The standard model of cosmology assumes that the accelerated expansion of the universe is driven by a cosmological constant—a form of energy intrinsic to the vacuum, with a constant density throughout space and time. If this is the case, then the acceleration of the universe will continue indefinitely, eventually stretching space so much that all but the nearest galaxies will vanish from our sight.
On the other hand, if this acceleration is caused by a dynamic field of dark energy—one whose density evolves over time—then the expansion of space could stabilize, return to a decelerating trajectory, or even reverse into an era of cosmic contraction.
The universe before the Big Bang
Rather than being born in a singularity, it's quite possible that the universe has an infinite past. In many theories attempting to adapt the equations of General Relativity to higher temperatures, this infinite past is manifested by connecting the past 14 billion years of expansion with a preceding epoch of cosmic contraction. This possibility is extremely exciting, because it opens entirely new avenues for explaining conundrums at the heart of cosmology that have remained unsolved for the better part of a century.
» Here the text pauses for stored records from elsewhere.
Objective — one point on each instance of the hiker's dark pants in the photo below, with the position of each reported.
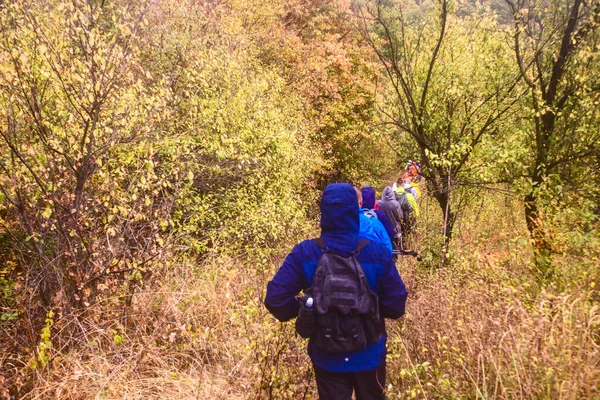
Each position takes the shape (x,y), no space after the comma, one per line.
(339,385)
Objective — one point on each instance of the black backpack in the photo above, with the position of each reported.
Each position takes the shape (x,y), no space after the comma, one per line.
(344,314)
(403,201)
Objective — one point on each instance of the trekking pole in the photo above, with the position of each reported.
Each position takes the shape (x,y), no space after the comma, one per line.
(408,253)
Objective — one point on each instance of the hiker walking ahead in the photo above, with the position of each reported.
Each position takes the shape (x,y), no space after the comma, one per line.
(368,206)
(391,209)
(370,227)
(339,367)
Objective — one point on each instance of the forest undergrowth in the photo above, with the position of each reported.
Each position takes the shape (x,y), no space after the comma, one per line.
(483,327)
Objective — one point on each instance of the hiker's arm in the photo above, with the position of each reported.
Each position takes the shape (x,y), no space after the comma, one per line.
(285,286)
(392,292)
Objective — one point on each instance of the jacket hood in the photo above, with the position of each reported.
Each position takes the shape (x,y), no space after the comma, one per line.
(368,193)
(340,217)
(388,194)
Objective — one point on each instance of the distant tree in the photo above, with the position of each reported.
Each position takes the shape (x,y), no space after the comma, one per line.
(448,85)
(556,47)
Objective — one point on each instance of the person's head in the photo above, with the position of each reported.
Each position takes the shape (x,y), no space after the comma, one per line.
(388,194)
(368,196)
(358,196)
(339,209)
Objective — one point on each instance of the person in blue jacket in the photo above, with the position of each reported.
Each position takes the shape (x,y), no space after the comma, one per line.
(363,371)
(370,227)
(368,204)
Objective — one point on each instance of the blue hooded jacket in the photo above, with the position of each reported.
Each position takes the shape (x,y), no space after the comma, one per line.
(339,230)
(368,193)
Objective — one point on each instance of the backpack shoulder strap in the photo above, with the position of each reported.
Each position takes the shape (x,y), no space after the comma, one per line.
(362,243)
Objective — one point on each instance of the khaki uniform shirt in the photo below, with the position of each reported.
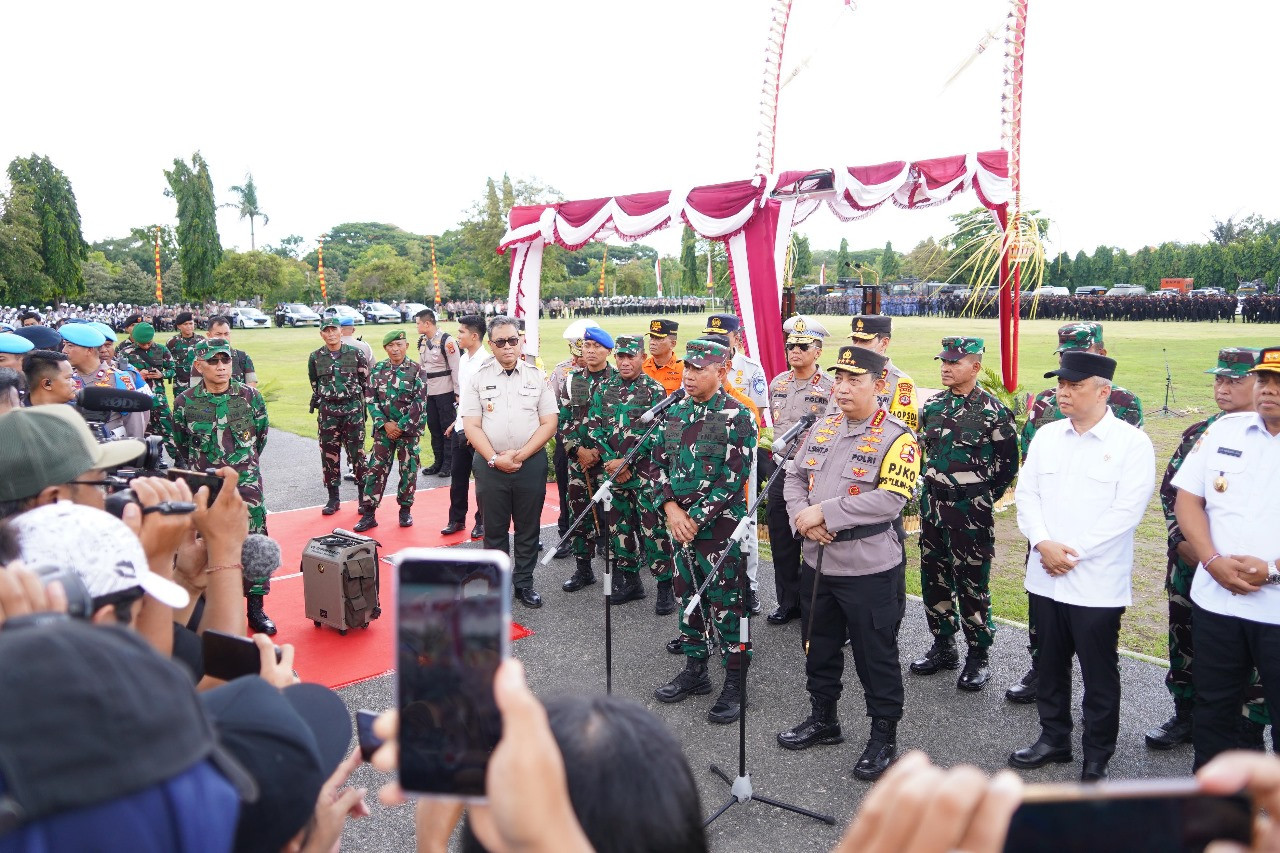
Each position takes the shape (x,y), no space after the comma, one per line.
(508,405)
(862,474)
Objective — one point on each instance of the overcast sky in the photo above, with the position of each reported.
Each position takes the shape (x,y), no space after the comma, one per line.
(1144,119)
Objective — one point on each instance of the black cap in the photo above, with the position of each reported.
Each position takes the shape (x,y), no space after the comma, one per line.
(91,714)
(289,740)
(1078,364)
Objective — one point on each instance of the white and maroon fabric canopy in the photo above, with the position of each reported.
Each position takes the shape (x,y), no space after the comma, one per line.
(754,218)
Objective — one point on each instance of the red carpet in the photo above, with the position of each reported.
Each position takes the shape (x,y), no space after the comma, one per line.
(324,656)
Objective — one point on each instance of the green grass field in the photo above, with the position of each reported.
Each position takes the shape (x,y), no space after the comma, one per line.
(1142,349)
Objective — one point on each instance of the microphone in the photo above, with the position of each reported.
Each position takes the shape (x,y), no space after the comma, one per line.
(260,555)
(96,398)
(667,402)
(780,445)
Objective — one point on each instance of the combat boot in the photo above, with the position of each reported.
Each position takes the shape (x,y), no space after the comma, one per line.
(257,619)
(976,670)
(583,575)
(691,680)
(666,602)
(334,501)
(881,749)
(1176,729)
(728,706)
(941,656)
(629,587)
(821,726)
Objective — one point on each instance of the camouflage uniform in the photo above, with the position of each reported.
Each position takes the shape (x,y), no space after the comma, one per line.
(339,386)
(970,446)
(397,393)
(580,387)
(703,463)
(182,349)
(155,357)
(613,425)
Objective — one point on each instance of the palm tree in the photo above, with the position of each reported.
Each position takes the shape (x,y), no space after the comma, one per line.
(248,206)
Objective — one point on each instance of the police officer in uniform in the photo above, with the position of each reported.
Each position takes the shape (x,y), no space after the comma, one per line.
(970,450)
(1073,337)
(510,414)
(438,355)
(804,389)
(844,489)
(339,377)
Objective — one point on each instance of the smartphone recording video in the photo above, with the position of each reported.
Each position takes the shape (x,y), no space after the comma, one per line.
(453,630)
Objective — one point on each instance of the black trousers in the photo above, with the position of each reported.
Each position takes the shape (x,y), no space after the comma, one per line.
(460,479)
(508,500)
(868,610)
(1226,651)
(785,546)
(1091,634)
(439,414)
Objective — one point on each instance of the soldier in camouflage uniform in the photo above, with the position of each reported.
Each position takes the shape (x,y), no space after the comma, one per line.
(339,386)
(584,456)
(1078,337)
(155,363)
(613,425)
(181,349)
(702,468)
(223,422)
(1233,391)
(970,447)
(396,404)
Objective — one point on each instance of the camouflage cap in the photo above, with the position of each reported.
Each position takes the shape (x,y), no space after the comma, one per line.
(629,345)
(702,354)
(1234,361)
(1079,336)
(859,360)
(213,346)
(958,347)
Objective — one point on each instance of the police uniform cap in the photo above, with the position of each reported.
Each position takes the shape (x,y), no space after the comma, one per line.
(859,360)
(958,347)
(82,334)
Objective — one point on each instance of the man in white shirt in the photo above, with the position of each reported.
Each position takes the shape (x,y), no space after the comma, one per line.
(1226,509)
(1080,495)
(470,337)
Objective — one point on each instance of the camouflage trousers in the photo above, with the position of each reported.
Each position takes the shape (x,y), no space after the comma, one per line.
(378,468)
(586,536)
(341,430)
(639,533)
(956,544)
(722,601)
(1182,652)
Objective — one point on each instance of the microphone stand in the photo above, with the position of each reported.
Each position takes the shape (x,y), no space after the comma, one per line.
(740,788)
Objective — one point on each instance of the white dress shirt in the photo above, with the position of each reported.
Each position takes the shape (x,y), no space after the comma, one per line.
(1087,491)
(1238,452)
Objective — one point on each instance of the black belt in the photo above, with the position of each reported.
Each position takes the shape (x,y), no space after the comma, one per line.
(944,492)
Measurements of the chemical composition of the universe let us probe the state of the cosmos at very early times—all the way back to just one second after it started expanding. That's how we know that by the time the universe was one second old, it was already entirely thermalized, filled uniformly with plasma at a nearly constant temperature throughout. It was also spatially flat, isotropic, and void of magnetic monopoles. Decades have been spent trying to explain how these unusual properties could have been generated in less than a second of expansion through cosmic inflation, but the initial successes of these theories have been followed by credible concerns about fine-tuning, multiverses, and non-predictivity.
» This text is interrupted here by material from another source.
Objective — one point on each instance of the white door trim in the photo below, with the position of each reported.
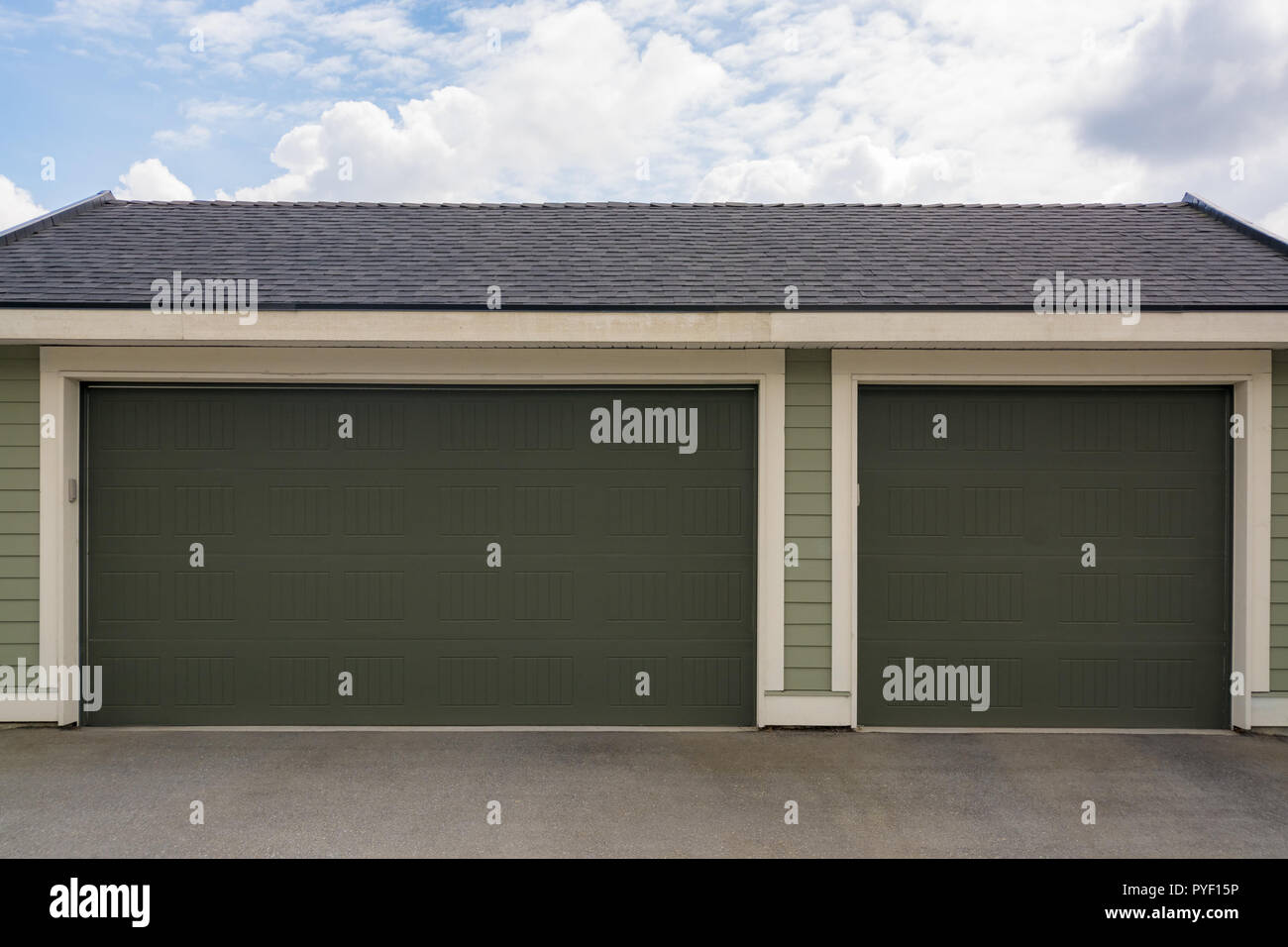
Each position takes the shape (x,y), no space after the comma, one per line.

By leveraging the billions of years of contraction that may have preceded the current phase of expansion, cosmologists have proposed alternative explanations for the unusual state of the early universe that manage to avoid these concerns. My research has built on an alternative known as ekpyrotic contraction, in which the universe is permeated by a scalar field that gains a tremendous amount of energy during the contracting phase. The dynamics of this field cause the universe to flatten and thermalize, and the field later decays homogeneously into matter and radiation. While this type of theory comes with its own cosmological challenges, it is still in the early stages of development and there is much room left for exploration and innovation.
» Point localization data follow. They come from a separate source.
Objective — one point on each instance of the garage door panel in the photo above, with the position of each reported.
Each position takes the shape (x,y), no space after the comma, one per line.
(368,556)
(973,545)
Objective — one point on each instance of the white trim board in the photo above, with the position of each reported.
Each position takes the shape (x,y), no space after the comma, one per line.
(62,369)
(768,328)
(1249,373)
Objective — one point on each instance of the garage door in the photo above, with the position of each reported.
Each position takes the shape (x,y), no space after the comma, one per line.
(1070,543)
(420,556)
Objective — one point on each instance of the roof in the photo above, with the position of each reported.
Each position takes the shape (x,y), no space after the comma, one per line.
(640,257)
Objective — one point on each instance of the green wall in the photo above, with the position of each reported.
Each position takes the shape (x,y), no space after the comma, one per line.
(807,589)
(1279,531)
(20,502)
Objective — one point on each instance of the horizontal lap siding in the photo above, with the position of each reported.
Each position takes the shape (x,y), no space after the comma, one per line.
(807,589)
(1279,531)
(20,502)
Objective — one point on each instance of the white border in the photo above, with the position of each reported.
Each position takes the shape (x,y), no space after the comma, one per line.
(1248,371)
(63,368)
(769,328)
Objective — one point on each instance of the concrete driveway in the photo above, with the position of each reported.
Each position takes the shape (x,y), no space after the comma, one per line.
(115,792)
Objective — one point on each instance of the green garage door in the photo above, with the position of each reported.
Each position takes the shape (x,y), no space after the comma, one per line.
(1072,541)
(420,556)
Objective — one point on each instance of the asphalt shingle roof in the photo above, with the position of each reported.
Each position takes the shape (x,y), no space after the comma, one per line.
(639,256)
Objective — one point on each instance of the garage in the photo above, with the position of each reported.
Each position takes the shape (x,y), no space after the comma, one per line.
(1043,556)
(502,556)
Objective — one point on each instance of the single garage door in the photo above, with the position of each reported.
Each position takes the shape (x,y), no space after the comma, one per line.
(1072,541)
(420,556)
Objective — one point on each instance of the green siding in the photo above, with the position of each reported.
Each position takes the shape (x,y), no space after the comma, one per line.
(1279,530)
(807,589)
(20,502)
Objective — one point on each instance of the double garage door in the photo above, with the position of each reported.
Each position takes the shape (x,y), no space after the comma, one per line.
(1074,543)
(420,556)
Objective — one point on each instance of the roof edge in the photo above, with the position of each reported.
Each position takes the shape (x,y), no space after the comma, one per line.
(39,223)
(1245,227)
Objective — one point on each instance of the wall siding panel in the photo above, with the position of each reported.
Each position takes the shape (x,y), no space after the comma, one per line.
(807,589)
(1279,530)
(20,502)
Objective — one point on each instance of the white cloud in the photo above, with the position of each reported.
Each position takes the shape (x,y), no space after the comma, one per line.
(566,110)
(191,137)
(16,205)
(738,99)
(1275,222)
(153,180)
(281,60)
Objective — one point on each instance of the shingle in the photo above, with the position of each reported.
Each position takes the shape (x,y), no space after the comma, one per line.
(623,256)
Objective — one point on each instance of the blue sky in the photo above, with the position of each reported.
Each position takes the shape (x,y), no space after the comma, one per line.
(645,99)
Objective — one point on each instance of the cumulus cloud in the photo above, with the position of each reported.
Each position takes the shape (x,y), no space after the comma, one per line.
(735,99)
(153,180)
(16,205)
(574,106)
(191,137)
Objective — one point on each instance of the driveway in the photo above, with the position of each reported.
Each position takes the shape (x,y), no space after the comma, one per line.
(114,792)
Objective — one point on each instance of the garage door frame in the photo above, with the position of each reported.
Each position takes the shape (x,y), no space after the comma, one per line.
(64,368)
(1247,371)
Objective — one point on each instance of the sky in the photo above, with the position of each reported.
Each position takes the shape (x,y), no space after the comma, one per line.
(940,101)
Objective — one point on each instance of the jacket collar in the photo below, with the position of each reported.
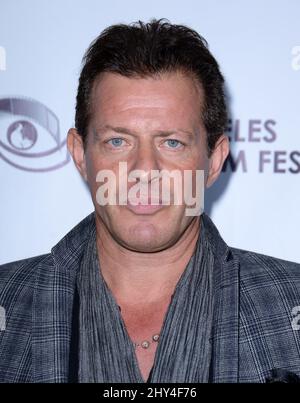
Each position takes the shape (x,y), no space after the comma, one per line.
(225,335)
(54,294)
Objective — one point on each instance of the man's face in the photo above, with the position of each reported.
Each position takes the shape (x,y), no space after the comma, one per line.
(151,124)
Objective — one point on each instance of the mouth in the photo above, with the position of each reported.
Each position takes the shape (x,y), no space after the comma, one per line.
(145,208)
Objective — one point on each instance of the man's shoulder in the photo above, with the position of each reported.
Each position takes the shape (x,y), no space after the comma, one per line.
(253,264)
(23,267)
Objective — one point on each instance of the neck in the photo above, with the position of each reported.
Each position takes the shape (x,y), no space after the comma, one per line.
(135,277)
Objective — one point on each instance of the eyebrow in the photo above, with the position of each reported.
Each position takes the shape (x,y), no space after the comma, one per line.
(124,130)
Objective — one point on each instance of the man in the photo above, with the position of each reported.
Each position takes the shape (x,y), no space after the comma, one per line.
(144,291)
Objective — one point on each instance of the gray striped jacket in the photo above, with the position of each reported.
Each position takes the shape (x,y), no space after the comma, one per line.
(256,329)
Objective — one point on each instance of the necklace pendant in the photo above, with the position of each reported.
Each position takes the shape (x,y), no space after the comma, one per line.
(145,344)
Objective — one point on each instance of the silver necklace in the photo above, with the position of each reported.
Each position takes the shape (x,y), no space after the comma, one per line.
(146,343)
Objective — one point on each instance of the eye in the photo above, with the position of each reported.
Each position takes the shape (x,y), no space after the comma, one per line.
(172,143)
(116,142)
(30,136)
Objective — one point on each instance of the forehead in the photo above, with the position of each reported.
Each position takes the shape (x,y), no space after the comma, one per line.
(167,97)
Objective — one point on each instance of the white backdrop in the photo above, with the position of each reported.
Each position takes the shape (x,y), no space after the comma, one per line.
(257,44)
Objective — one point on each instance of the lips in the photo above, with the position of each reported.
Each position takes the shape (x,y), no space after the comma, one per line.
(150,208)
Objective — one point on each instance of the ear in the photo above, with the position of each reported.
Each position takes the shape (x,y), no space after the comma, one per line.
(217,159)
(76,149)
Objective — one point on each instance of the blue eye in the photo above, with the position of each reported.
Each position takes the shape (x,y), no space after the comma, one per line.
(173,143)
(116,142)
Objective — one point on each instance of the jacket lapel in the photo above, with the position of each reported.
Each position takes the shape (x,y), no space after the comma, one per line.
(52,306)
(225,334)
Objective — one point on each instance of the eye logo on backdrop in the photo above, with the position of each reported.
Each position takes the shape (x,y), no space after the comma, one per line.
(30,136)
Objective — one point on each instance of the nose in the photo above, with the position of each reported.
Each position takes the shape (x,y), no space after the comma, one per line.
(146,159)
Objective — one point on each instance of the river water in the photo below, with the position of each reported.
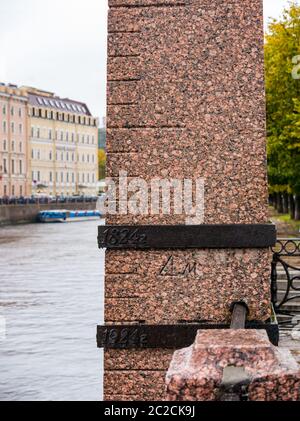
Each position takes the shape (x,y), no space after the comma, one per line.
(51,289)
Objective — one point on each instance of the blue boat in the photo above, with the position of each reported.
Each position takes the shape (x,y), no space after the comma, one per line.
(67,216)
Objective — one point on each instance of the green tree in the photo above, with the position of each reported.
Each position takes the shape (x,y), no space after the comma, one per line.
(101,163)
(283,107)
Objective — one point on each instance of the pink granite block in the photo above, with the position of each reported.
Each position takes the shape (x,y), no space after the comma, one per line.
(196,373)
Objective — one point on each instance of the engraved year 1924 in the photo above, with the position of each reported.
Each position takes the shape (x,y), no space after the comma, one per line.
(124,338)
Using the equations of General Relativity, the observed expansion of the universe can be traced back 14 billion years into the past, through a regime where the universe was smaller, hotter, and denser (forming the basis of the Big Bang Theory), and culminating in a point of zero size and infinite temperature and density (the Big Bang Singularity). While the Big Bang Theory is backed by incontrovertible observational evidence, the Big Bang Singularity is not as much a realistic prediction of General Relativity as it is an indication that the equations become unreliable at high temperatures.
Cosmology informed by string theory
At the same time, explorations of string theory (and quantum gravity more generally) have led to a number of conjectures about the kinds of physics that we should not expect to observe in our universe. These so-called Swampland Conjectures suggest that a broad range of effective field theories that appear theoretically sound in the low-energy limit may actually be incompatible with an ultraviolet quantum-gravity completion.
From the perspective of a cosmologist, the Swampland Conjectures are useful for narrowing down the vast array of possible explanations for the homogeneity of the early universe and for its present-day acceleration. My research has shown, for example, that the Trans-Planckian Censorship Conjecture rules out the use of axion-like fields to drive cosmic inflation and additionally constrains axion-based models of dark energy.
While string theory has not yet produced any concrete, testable predictions, it has certainly provided broader hints of the kinds of new physics we might expect to observe in our universe. One example is the presence of axion-like fields (pseudoscalar fields with periodic potentials), which arise generically as a consequence of compactification from the nine spatial dimensions of string theory to the three macroscopic dimensions in which we live. Depending on their mass and decay rate, axion-like fields can play many different roles in cosmology: They are a popular candidate for dark matter, and they could also (temporarily) drive a period of cosmic acceleration.